Extinct genus of dinosaurs

Jinbeisaurus (meaning "northern Shanxi Province lizard" after Shanxi Province in China) is an extinct genus of tyrannosauroid dinosaurs from the Upper Cretaceous Huiquanpu Formation of Shanxi Province in China. The type and only species is Jinbeisaurus wangi. It is the first non-avian theropod named from Shanxi.

== Description ==
It is known from holotype specimen SMG V0003, including both maxillae, a partial right dentary, two cervical centra, five dorsal centra, and a partial right pubis. It can be distinguished from other tyrannosaurs by several features of the maxilla, teeth, and pubis.

==Classification==
In their 2020 description of Jinbeisaurus, Wu et al. identified the holotype as likely belonging to an adult individual.

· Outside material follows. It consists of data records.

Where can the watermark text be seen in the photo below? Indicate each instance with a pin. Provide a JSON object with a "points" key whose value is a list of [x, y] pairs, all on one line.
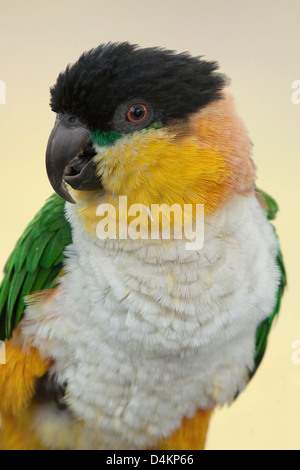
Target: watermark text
{"points": [[157, 221], [2, 353]]}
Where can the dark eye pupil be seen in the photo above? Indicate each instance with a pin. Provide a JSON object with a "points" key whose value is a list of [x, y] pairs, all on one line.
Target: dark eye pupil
{"points": [[137, 112]]}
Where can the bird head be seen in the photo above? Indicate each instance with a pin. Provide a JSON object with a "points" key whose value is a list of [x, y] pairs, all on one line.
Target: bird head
{"points": [[151, 124]]}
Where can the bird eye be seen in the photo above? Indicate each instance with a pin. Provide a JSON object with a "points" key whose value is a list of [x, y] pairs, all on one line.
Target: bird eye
{"points": [[136, 112]]}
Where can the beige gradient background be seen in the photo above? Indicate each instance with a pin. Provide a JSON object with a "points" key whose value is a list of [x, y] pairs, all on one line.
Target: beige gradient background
{"points": [[256, 43]]}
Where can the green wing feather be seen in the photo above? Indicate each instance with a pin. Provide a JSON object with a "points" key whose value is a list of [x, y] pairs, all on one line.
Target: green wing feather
{"points": [[264, 328], [35, 262]]}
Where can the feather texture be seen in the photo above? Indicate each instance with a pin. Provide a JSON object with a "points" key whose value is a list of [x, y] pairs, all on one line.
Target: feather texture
{"points": [[35, 262]]}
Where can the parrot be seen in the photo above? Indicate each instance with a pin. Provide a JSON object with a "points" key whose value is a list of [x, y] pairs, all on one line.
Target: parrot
{"points": [[118, 342]]}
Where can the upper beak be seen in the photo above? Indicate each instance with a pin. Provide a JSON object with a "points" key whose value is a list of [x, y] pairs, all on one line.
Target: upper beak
{"points": [[69, 157]]}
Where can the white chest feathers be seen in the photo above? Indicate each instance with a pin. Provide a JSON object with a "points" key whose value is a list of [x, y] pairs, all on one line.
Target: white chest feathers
{"points": [[145, 333]]}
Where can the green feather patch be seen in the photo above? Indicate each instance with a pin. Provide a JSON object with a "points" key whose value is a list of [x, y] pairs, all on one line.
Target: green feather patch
{"points": [[35, 262]]}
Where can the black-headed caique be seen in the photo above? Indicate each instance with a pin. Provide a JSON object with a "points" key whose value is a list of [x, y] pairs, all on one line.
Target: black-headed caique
{"points": [[119, 340]]}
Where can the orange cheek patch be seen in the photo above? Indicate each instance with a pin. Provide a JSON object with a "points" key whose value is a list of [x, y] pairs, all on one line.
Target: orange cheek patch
{"points": [[218, 126]]}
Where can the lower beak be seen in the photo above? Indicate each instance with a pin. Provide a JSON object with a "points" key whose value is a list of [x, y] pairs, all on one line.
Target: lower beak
{"points": [[69, 157]]}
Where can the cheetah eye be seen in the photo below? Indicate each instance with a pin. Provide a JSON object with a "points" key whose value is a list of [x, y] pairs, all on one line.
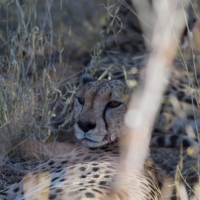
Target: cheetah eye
{"points": [[114, 104], [81, 100]]}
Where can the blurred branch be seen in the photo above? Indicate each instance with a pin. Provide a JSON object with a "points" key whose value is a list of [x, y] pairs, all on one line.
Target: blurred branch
{"points": [[168, 22]]}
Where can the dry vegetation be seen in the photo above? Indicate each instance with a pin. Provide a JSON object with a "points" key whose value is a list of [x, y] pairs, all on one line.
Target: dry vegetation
{"points": [[44, 48]]}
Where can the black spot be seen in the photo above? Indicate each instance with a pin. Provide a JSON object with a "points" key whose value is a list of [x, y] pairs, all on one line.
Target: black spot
{"points": [[161, 141], [82, 168], [79, 154], [16, 190], [51, 162], [3, 193], [87, 158], [91, 181], [34, 173], [86, 78], [95, 169], [64, 162], [174, 88], [58, 190], [186, 143], [105, 147], [81, 189], [95, 190], [55, 179], [173, 140], [160, 184], [94, 164], [52, 196], [89, 195], [59, 170], [180, 95], [72, 193], [108, 150], [102, 183]]}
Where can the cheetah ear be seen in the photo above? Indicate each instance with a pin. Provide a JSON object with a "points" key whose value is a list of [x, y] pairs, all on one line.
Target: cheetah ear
{"points": [[86, 78]]}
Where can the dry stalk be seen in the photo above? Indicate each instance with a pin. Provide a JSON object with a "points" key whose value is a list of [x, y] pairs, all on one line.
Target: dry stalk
{"points": [[168, 25]]}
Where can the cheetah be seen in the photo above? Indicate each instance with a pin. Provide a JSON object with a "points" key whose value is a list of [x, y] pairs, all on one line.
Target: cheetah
{"points": [[88, 171]]}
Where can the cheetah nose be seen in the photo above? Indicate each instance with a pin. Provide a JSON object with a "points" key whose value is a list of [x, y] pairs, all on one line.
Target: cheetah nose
{"points": [[86, 126]]}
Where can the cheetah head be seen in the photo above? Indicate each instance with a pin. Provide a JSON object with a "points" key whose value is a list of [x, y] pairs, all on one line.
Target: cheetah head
{"points": [[100, 107]]}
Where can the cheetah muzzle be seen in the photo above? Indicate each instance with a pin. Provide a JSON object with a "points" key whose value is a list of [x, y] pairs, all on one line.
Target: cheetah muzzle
{"points": [[99, 112]]}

Their phylogenetic analysis supported a position more derived than related tyrannosauroids such as Xiongguanlong and Suskityrannus but more basal than the Tyrannosauridae. In their 2025 description of the early-diverging tyrannosauroid Khankhuuluu, Voris and colleagues reinterpreted the Jinbeisaurus holotype as belonging to a juvenile or immature individual. Their analyses suggested it is an immature form of a late-diverging tyrannosaurine. In their 2025 paper regarding the validity of Nanotyrannus, Zanno and Napoli consistently recovered Jinbeisaurus along with Bistahieversor as basal albertosaurines.